According to the Beta Adroits, “An innovator is someone who takes a
different perspective on things from others. He/she might attract
ridicule in the beginning but success is never out of reach."
The student who created a mobile classroom:
“A classroom is generally a box with 4 walls and a
blackboard on one side,” says budding architect Jayshil Patel, “I came
up with the whole idea of modifying the same box in a different version
making it modular and mobile”. The result is Baksha, a modular moveable
classroom that can be transported to remote places and villages devoid
of any educational infrastructure. Thus, bringing education literally to
the doorstep of disadvantaged communities.
Having been forced to go to boarding school because there
was no quality senior-secondary school nearby, Jayshil says he couldn't
help but think of those students who had absolutely no access to any
form of education and had to travel miles just to get to a classroom.

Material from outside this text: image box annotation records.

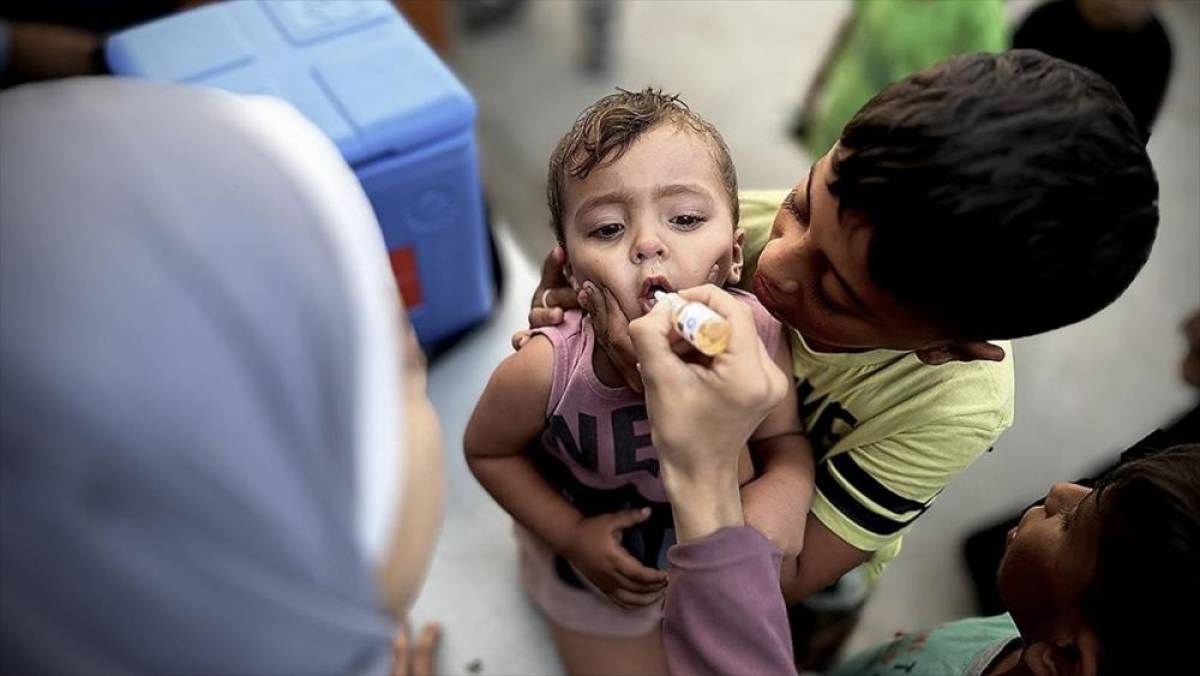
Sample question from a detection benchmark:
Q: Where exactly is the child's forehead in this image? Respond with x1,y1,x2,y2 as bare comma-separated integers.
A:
564,121,725,202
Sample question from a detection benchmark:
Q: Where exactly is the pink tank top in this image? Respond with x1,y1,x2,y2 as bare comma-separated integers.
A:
530,289,781,568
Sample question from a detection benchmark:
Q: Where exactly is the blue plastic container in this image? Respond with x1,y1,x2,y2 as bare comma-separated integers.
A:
106,0,494,346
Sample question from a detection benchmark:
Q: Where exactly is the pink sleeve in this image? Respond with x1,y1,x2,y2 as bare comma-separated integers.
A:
662,527,796,676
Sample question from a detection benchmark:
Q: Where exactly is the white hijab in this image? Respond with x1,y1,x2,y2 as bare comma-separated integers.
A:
0,78,403,675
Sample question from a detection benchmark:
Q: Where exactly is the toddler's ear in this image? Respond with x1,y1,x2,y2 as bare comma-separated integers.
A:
563,261,583,291
725,228,746,286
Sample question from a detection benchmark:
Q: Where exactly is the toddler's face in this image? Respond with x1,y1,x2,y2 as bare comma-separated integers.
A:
997,484,1100,638
754,146,942,352
563,124,742,319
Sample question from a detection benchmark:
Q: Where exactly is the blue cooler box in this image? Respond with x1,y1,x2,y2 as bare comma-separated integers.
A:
106,0,494,346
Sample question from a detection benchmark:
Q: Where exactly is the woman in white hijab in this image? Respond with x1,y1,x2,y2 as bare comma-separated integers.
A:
0,79,442,675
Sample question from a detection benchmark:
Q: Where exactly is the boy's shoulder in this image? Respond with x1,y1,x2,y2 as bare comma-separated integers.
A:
788,330,1015,433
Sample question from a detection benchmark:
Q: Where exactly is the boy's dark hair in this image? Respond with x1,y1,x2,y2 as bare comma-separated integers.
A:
546,86,738,244
829,49,1158,340
1082,444,1200,675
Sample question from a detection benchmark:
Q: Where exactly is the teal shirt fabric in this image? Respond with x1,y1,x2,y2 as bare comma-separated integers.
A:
827,612,1021,676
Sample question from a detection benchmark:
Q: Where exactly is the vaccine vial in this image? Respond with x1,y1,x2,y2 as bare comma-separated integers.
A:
654,291,730,357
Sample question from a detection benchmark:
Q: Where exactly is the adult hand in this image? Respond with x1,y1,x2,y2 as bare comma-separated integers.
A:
563,508,667,609
629,285,788,543
391,622,442,676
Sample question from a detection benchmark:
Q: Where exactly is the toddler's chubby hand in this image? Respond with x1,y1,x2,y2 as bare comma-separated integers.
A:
562,508,667,609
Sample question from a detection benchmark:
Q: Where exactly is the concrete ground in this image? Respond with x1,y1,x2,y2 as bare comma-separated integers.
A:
414,0,1200,675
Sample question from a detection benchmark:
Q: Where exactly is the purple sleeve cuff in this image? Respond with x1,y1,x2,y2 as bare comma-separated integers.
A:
662,526,796,676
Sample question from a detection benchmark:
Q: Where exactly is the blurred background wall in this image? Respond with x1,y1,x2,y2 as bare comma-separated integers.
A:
418,0,1200,674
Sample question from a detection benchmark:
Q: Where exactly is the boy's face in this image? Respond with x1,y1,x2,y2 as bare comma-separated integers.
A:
997,484,1100,641
754,146,944,352
563,124,742,319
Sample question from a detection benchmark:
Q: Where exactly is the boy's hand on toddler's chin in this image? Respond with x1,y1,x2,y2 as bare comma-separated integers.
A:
562,508,667,609
391,621,442,676
580,282,646,393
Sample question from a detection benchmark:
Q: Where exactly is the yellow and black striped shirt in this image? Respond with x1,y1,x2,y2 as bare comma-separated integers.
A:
739,191,1014,578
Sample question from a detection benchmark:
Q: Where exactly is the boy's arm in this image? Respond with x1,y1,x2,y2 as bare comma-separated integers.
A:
742,333,814,561
463,336,582,552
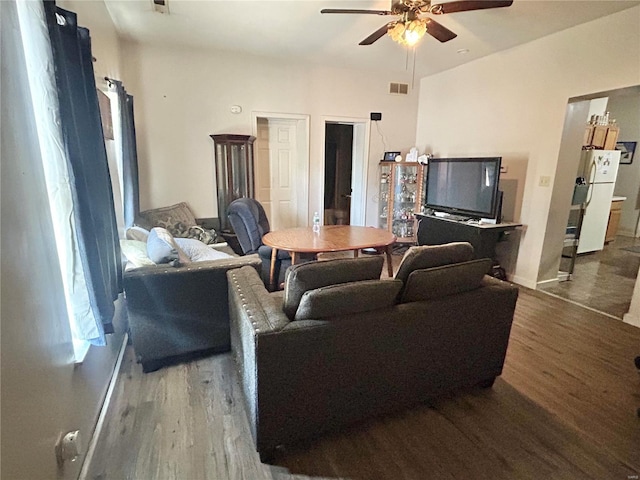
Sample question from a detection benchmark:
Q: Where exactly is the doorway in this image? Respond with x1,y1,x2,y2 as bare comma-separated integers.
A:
541,86,640,320
319,117,370,226
253,113,309,230
324,123,353,225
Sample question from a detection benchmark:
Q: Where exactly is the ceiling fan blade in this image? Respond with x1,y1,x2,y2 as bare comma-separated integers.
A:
358,22,393,45
429,0,513,15
425,18,458,43
320,8,393,15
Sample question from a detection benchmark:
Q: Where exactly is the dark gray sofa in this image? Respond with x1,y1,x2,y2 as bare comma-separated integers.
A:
124,248,261,372
228,244,518,460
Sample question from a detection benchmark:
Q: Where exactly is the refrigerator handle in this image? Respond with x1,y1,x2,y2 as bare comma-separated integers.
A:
584,159,596,208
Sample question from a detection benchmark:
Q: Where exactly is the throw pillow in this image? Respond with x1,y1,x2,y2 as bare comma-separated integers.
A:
282,256,384,320
125,225,149,242
400,258,493,303
167,222,218,245
135,202,197,230
120,239,155,268
174,238,233,262
295,280,402,320
395,242,473,283
147,227,189,267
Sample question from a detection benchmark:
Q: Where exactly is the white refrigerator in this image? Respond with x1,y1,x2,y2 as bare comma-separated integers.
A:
578,150,620,253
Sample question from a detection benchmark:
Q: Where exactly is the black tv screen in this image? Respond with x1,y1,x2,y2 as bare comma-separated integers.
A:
425,157,502,218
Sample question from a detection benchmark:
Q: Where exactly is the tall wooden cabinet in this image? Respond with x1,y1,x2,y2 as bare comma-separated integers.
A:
378,162,424,243
210,134,256,231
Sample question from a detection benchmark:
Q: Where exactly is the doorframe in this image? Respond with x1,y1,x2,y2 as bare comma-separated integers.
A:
251,111,311,226
319,115,371,226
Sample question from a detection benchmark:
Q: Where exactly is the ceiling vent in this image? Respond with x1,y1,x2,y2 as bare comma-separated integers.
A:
389,82,409,95
151,0,169,15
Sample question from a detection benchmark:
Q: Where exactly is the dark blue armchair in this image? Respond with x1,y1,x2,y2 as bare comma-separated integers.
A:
227,198,291,289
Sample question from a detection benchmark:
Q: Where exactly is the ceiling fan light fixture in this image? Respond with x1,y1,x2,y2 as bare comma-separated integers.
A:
387,18,427,47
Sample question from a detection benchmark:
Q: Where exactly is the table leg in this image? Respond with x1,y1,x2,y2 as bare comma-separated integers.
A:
269,247,278,288
386,245,393,278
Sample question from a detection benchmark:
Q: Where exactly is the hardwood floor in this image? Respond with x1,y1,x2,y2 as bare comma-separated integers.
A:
541,235,640,319
88,288,640,480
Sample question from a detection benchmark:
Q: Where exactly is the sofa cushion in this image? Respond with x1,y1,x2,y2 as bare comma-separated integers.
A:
134,202,197,230
147,227,190,267
120,239,155,270
282,256,384,320
174,238,233,262
400,258,493,303
294,280,402,320
395,242,473,283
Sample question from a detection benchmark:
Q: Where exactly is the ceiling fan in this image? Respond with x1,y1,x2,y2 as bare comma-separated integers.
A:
320,0,513,46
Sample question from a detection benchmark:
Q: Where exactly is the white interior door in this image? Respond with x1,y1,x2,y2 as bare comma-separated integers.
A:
255,118,298,230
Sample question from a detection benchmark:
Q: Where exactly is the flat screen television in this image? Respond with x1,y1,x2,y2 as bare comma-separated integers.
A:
425,157,502,219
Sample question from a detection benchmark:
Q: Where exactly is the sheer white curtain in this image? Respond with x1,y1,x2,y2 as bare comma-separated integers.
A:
17,0,104,360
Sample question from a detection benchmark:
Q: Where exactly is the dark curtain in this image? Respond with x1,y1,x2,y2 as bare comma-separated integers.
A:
44,0,122,338
112,80,140,228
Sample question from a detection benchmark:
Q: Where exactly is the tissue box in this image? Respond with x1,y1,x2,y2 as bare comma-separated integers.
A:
571,185,589,205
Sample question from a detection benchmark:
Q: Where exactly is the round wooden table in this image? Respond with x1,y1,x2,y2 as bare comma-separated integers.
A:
262,225,396,285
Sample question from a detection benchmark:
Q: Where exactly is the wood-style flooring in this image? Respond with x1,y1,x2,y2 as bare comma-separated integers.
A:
88,268,640,480
541,235,640,319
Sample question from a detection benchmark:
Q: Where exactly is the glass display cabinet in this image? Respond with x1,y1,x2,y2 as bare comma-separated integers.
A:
378,162,424,243
210,134,256,232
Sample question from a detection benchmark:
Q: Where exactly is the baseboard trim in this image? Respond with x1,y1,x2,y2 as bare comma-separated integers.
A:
507,275,537,290
78,333,129,480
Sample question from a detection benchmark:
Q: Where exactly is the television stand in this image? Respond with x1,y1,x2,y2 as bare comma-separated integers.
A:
416,215,522,271
433,213,471,222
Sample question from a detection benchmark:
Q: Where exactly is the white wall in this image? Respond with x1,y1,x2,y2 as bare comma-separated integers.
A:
0,1,124,479
608,92,640,236
416,7,640,288
124,44,417,225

“Due to the sheer scale of the population in India, education is a
luxury not a right; especially for the poor and down trodden” he says. This made him rethink the whole concept of school and
classroom, and sparked off the idea for a moveable classroom that would
bring education to children, particularly in the rural areas, instead of
forcing them away from their homes. The concept of Baksha was thus,
born. While examples are rife, across the world, of mobile vans being
used to provide books and other educational materials to people on the
go, there are several unique features that set Jayshil's innovation
apart.
Although, it functions primarily as a classroom, Baksha’s
flexible nature allows it to be used for other purposes as well. “The
modular classroom with an area of 21 square metres is equipped with the
latest teaching techniques, storage space, modular furniture and public
utility services. As the furniture is modular it aligns itself with the
floor” Jayshil explains. “Fusing a few of the Baksha units together, it
can be utilized for performing various other activities. It can be
converted into a relief camp, clinic, polio booth centre, etc”

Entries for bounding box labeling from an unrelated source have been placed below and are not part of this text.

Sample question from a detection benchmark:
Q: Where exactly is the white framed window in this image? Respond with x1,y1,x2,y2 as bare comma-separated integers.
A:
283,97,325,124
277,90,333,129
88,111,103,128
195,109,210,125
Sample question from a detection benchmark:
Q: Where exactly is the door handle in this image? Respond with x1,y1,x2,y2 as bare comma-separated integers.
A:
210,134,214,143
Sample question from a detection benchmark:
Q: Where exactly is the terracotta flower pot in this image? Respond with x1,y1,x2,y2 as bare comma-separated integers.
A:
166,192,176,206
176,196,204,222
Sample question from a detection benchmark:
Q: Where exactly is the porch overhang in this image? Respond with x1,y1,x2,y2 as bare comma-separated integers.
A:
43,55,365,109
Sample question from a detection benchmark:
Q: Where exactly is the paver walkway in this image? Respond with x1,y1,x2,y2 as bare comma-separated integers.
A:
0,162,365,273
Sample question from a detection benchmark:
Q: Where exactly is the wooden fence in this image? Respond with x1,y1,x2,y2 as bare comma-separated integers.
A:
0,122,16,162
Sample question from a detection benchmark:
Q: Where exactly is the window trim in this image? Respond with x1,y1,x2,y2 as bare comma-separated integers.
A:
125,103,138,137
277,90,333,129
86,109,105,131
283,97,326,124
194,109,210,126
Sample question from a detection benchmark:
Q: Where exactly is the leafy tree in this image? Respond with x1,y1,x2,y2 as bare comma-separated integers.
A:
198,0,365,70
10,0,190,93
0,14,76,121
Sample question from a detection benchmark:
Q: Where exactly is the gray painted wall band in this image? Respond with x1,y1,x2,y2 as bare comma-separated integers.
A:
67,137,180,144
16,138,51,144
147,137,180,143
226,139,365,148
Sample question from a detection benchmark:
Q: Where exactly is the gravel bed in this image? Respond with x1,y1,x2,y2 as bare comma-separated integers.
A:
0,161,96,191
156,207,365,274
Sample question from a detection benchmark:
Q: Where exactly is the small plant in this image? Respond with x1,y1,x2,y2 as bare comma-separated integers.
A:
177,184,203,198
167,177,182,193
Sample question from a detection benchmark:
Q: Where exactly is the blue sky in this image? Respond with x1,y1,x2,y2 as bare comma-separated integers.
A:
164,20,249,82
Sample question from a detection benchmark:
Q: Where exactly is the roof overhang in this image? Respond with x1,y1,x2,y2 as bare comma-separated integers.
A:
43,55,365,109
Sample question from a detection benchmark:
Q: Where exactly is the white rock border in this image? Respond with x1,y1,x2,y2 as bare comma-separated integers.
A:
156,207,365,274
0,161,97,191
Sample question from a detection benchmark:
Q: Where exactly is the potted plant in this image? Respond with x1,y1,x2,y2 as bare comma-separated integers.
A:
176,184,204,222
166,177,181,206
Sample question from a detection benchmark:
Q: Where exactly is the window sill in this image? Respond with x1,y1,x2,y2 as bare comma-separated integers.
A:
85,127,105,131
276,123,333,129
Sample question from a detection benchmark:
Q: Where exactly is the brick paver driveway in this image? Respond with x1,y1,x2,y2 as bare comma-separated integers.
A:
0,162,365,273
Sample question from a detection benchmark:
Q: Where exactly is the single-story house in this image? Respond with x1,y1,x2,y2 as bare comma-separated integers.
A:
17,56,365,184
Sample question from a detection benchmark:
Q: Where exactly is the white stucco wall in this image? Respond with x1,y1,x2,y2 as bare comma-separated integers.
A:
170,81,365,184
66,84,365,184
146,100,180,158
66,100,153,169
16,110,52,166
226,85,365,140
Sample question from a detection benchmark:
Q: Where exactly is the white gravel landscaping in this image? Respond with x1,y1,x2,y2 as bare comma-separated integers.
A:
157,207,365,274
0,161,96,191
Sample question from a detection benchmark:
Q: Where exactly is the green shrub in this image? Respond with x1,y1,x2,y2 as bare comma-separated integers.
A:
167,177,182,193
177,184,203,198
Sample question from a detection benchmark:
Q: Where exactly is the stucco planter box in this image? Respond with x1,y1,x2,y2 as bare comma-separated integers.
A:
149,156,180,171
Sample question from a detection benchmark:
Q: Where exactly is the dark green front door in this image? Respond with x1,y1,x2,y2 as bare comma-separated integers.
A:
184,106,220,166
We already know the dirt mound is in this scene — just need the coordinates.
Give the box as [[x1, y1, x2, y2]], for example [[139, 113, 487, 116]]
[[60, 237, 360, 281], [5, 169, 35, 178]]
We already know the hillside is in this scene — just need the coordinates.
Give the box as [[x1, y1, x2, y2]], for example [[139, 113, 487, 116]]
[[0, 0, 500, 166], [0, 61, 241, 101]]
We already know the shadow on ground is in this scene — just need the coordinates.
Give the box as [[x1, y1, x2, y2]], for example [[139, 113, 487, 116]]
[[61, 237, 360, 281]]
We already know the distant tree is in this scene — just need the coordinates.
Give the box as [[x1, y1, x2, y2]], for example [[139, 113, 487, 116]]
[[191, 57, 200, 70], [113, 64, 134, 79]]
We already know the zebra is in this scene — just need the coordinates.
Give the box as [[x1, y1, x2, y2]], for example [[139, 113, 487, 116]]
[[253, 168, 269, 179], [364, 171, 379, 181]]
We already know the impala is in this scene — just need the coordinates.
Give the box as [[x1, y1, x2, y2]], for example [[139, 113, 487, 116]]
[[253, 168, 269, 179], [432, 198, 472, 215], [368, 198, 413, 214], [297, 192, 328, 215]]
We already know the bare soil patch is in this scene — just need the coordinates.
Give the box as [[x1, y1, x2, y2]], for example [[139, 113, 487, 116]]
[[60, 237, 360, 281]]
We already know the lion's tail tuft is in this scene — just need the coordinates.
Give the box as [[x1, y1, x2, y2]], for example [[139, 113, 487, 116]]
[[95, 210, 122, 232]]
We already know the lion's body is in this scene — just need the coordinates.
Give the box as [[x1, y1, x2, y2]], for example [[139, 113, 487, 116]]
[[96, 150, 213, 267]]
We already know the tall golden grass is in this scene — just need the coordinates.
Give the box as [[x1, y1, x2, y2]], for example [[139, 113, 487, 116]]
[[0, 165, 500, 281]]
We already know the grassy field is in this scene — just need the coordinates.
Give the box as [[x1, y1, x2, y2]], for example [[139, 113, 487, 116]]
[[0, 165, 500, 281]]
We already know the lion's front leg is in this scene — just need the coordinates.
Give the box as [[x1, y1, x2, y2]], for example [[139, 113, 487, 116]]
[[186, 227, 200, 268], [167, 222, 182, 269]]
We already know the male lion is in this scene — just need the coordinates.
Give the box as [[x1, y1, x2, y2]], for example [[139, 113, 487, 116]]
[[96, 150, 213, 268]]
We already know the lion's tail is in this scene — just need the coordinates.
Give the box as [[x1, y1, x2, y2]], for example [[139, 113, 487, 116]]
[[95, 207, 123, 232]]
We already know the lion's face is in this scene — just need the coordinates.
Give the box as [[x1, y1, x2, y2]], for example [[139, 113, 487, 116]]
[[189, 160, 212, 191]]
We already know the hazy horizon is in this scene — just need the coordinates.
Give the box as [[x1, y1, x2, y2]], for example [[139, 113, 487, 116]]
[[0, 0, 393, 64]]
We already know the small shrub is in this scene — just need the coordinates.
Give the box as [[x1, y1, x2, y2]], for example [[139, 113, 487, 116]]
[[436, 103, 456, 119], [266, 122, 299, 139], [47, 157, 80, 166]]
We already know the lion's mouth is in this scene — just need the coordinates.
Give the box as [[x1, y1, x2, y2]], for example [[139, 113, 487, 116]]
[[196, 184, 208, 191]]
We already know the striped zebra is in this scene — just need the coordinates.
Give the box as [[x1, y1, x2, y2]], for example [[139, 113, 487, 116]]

Besides being multi-purpose and versatile Baksha is also
environmentally friendly. Built using Medium-Density Fibreboard (MDF) it
uses solar panels for electricity and is economical in the long run. It
is also relatively easy to transport. Jayshil’s ‘box of life’ can
easily be attached to a truck, train or a helicopter depending on where
it needs to be transported.
He further adds, “The structure is transparent so it gives
an eye for natural light and ventilation. Sound-proofing materials are
also used. It can also be raised on stilts which protects it from rain.” However, despite the overwhelming positives, the
22-year-old graduate of Sardar Vallabhai Patel Institute of Technology
is finding it extremely difficult to get adequate resources for his
project. As a result he is yet to create a prototype. He is currently
looking at government and corporate backing to help get his idea off the
ground.
Innovation Jockey’s, he says has given a great platform
and the confidence to pursue other ideas and innovations. And he doesn’t
intend to stop. A conscientious architect he wants to innovate in the
field of sustainable buildings. “I am working on a concept home, which
would be the first Lead and Griha certified” says an excited Jayshil.
However, early challenges and hurdles have already made the 22 year old wise beyond his years. An innovator he says, like his idol Steve Jobs needs to have tremendous
belief in himself and his ideas in order to fully succeed. For that one
has to be willing to put up with the occasional failure.